Üstümde ki heyecanı zor bela atıp odadan çıktım ardından salona girip Çiçeğin yanına oturdum. Aykanın sözlerini şimdilik düşünmemem gerekiyordu. Aksi taktirde heyecandan bayılabilirdim.

"Hoş geldiniz." Aykanın yanında oturan adama bakıp selam verdiğimde karşımda ki adam kafasını eğdi.

"Hoş buldum enişte. Nasılsın iyisin inşallah?" Karşımda ki adama gülümseyip kafamı salladım.

"İyiyim teşekkür ederim." Adam da kafasını sallayıp kaçamak bakışlarla Çiçeğe bakmaya başladı.

"Siz nereye gidecektiniz bu arada?" Aykan Çiçekle bana bakıp kaşlarını kaldırdığında Çiçek boğazını temizledi.

"Çarşıya inecektik abi almam gereken şeyler vardı da." Aykan kafasını sallayıp arkasına yaslandı.

"Pazar günü gideriz olur mu?" Çiçek kocaman gülümseyip yanda ki yastığı kucağına bıraktı.

"Olur ama Elvan da gelsin olur mu?" Aykan bana bakıp yanağının içini dişledi. Beni götürmek istemiyor olabilir miydi?

"İsterse gelir Çiçeğim.." Çiçek hızla bana dönüp elini koluma attı, dudaklarını büzüp gözlerini büyüttüğünde ise bu haline gülümsemeden edemedim.

"Elvan geliyorsun dimi?" Çiçeğe bakıp kafamı salladım. Dışarı çıkmak beni şimdiden heyecanlandırmıştı.

"Gelirim." Çiçek kocaman gülümseyip kafasını salladı ardından arkasına yaslandı. Aykanın yanında ki adam inatla Çiçeğe bakıyor Çiçekte o tarafa bakıp arada sırada kafasını eğiyordu. Derin bir nefes alıp ayağa kalktım. "Çiçek mutfağa gidiyorum ben geliyor musun?" Çiçek kafasını sallayıp ayağa kalktı ve benden önce mutfağa girdi. Bende peşinden gittiğimde mutfağa girip ocağa yaklaştım.

"Elvan çok heyecanlıyım." Çiçeğe kısa bir bakış attıktan sonra demliğe su doldurup ocağa yerleştirdim.

"Neden ki?" Altını yakıp suyu kaynamaya bıraktığımda tamamen Çiçeğe döndüm.

"Deniz gelmiş çünkü." Aykanın yanında ki adam aklıma geldiğinde Çiçeğe bakıp ima yapar gibi gülümsedim.

"Bu deniz seni neden bu kadar heyecanlandırıyor ki? " Çiçek gülümseyip kafasını eğdi. Kırk kilometre öteden ikisinin de birbirine karşı boş olmadığını kim görse anlardı.

"Aşığım çünkü." Çiçeğin yanakları al al olduğunda kocaman gülümseyip anladım diye mırıldandım. Ardından arkama dönüp hızlıca kek yapmaya başladım. Misafire bir şeyler ikram etmenin önemini annemden öğrenmiştim. Bu yüzden elimden geldiğince bir şeyler yapmaya çalışıyordum.

"Elvan ne yapıyorsun?" Çiçeğin sorusuyla kafamı ona doğru çevirdim.

"Kek yapıyorum."

"Limonlu yapar mısın? Çok severim." Çiçek ayağa kalkıp yanıma geldiğinde bana bakıp kocaman gülümsedi.

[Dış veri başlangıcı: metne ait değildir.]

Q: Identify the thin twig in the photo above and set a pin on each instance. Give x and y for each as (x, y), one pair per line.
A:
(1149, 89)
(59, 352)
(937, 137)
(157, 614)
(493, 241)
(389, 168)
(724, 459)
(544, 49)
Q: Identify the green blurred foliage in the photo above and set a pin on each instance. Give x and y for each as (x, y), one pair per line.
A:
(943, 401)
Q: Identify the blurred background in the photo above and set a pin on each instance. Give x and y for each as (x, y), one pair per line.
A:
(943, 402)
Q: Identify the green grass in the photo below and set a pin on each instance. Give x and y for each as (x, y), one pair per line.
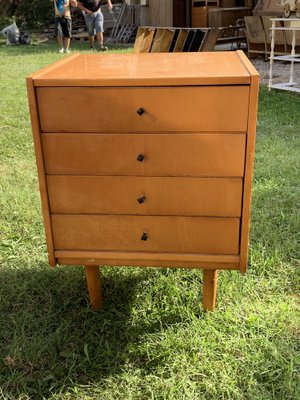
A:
(152, 339)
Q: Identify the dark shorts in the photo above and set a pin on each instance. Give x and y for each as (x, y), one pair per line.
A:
(62, 27)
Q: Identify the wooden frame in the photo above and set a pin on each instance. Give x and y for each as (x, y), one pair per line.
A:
(197, 250)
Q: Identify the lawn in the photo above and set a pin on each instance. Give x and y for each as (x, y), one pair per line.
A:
(152, 339)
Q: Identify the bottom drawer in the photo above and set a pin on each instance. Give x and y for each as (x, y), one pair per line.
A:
(144, 233)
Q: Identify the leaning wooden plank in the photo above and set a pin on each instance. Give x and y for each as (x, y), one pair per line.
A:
(210, 39)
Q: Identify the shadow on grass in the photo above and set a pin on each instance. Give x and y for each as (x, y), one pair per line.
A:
(50, 339)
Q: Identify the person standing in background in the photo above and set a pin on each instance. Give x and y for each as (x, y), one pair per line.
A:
(94, 20)
(63, 23)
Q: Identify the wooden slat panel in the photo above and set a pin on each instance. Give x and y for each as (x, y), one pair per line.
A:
(207, 108)
(159, 196)
(123, 233)
(165, 154)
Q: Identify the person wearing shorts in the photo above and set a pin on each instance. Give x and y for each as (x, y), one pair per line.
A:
(63, 23)
(94, 20)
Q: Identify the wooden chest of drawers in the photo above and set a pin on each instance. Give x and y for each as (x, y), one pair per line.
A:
(146, 160)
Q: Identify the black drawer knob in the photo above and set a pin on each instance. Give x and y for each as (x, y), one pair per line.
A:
(144, 236)
(140, 157)
(141, 111)
(141, 199)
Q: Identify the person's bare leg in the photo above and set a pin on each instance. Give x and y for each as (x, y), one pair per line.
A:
(91, 41)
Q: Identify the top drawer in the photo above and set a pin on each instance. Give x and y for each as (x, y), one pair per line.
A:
(143, 109)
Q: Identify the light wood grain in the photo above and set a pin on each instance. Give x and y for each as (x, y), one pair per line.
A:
(145, 195)
(222, 108)
(123, 233)
(92, 274)
(210, 279)
(34, 116)
(199, 154)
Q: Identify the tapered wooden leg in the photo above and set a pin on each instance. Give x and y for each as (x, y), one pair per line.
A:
(92, 274)
(210, 279)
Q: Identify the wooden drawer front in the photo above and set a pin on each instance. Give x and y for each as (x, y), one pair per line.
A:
(204, 154)
(123, 233)
(145, 196)
(88, 109)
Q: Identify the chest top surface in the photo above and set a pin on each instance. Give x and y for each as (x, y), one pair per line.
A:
(215, 68)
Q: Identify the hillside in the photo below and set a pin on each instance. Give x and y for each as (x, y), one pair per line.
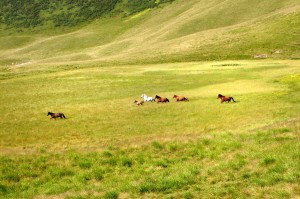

"Yaparım tabi sen nasıl istersen." Çiçek teşekkür edip tekrardan yerine oturduğunda dolaptan çıkardığım limonu alıp rendeledim. Ardından sıktığım suyunu harca ekleyip kabuğunu da koyduktan sonra iyice karıştırmaya başladım. Kıvamını aldığında ise harcı kek kabına boşaltıp önceden açtığım fırına gönderdim. 

"Elvan su kaynıyor." Çiçeğin uyarısıyla kafamı sallayıp kaynayan suyun altını kıstım ardından küçük demliğe çay koyup suyu üstüne ilave ettim. Onu demlemeye bırakırken pişmeye başlayan kekin kokusuyla derin bir iç çektim. Annemi çok özlemiştim...

"Elvan kek pişti mi?" Dalıp gittiğimi Çiçeğin sesiyle fark edip kafamı hızlıca sağa sola salladım.

"Yok balım sen istersen salona geç ben piştiğinde getiririm çaylarla birlikte." Aklımda ki planı gerçekleştirmek için ilk adımı atmıştım. Sağ olsun Çiçek de red etmemiş kafasını sallayıp salona geçmişti. Kek piştiğinde fırını kapatıp demlenen çayın altını kıstım. Sıra şimdi ikinci adımdaydı.